Because in computing’s infancy we could only physically store a limited number of ones and zeros in either physical or working memory, we began to think of each cluster of ones and zeros, each file, as having a discrete existence of its own, that was somehow separate and different from the rest of our discursive universe. We allowed the limitation of the machine to lull us into the belief that the “black box” held some magical power to create independent, contained realities.

The ubiquity of the network revealed the fallacy of this dream, both functionally and theoretically. The moment most of us started carrying the network around in our pockets, we became immediately dissatisfied with stand-alone applications, data-stores, and personalities. The desire to connect my map, my journal, and my address book not only to each other but also to your map, your journal, and your address book demanded we give up the illusion of a stand-alone discursive universe and recognize that these ones and zeros are simply one of many languages we use to write ourselves.

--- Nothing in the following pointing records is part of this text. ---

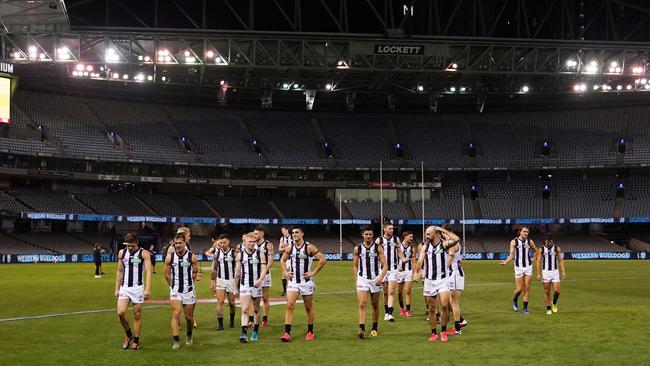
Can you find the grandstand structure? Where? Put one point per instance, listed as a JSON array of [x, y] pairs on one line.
[[517, 116]]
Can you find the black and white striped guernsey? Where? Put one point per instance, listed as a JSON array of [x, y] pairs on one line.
[[435, 266], [369, 262], [522, 253], [133, 266], [549, 258], [224, 263], [390, 246], [182, 281], [408, 255], [300, 262], [251, 267]]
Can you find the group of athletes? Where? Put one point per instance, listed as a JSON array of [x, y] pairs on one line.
[[387, 264]]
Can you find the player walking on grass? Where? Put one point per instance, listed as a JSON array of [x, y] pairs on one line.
[[370, 268], [223, 272], [131, 286], [391, 245], [300, 254], [181, 269], [249, 275], [520, 249], [432, 262], [548, 258], [265, 248], [284, 242], [405, 275]]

And so, we find ourselves yet again on the brink of Wilkins’ dilemma—that of defining an Ur language capable of semantically unifying the complete discursive universe. A common problem lies at the heart of all engagement with data. All data manipulations short of a dadaist artificial intelligence rest on the edge of an ontological razor. You cannot visualize, link, search, or browse any set of data without first somehow structuring said data according to some discriminating system that says, at a minimum, “This is like that, and that is like this!” And before we can say this, we must first agree on the very boundaries of the this.

In order to link, order, or display data based upon dates, for example, we must first have an idea of date. In order to link, or, display data by place, we must first have an idea of place. In order to link, order, or display data based upon anything other than a totally random, meaningless presentation of data, we must first have ordered our universe such that we recognize the existence of meaningful categories of existence based upon which we can discriminate and, hence, understand the data.

We thus find ourselves standing at the same ontological brink as did John Wilkins in 1668. The volume of our digital discourse is such that we can no longer pretend that data exists or has meaning that is somehow separate from the entirety of our discursive realities. And we can no longer pretend that the basic problem we face—that of structuring this universe—is fundamentally different from that of our predecessors. Digital tools certainly increase the speed with which we can test new discursive formulations and map links between those composed in different languages. But, in the final estimation, the very discrimination that constitutes the boundary between points of datum in the data is already pre-determined by our ontological history.

It is, of course, the dream of “big data” that the very presence of numerically staggering data pools will spontaneously offer the very solution to this problem, as we can rely on the data itself to reveal its own taxonomies. But we find ourselves here on the equally slippery grounds of apophenia and religiosity—of patterns that have no meaning or, alternatively, that have one and only one meaning. We find ourselves, as it were, once again on the doorstep of the Enlightenment.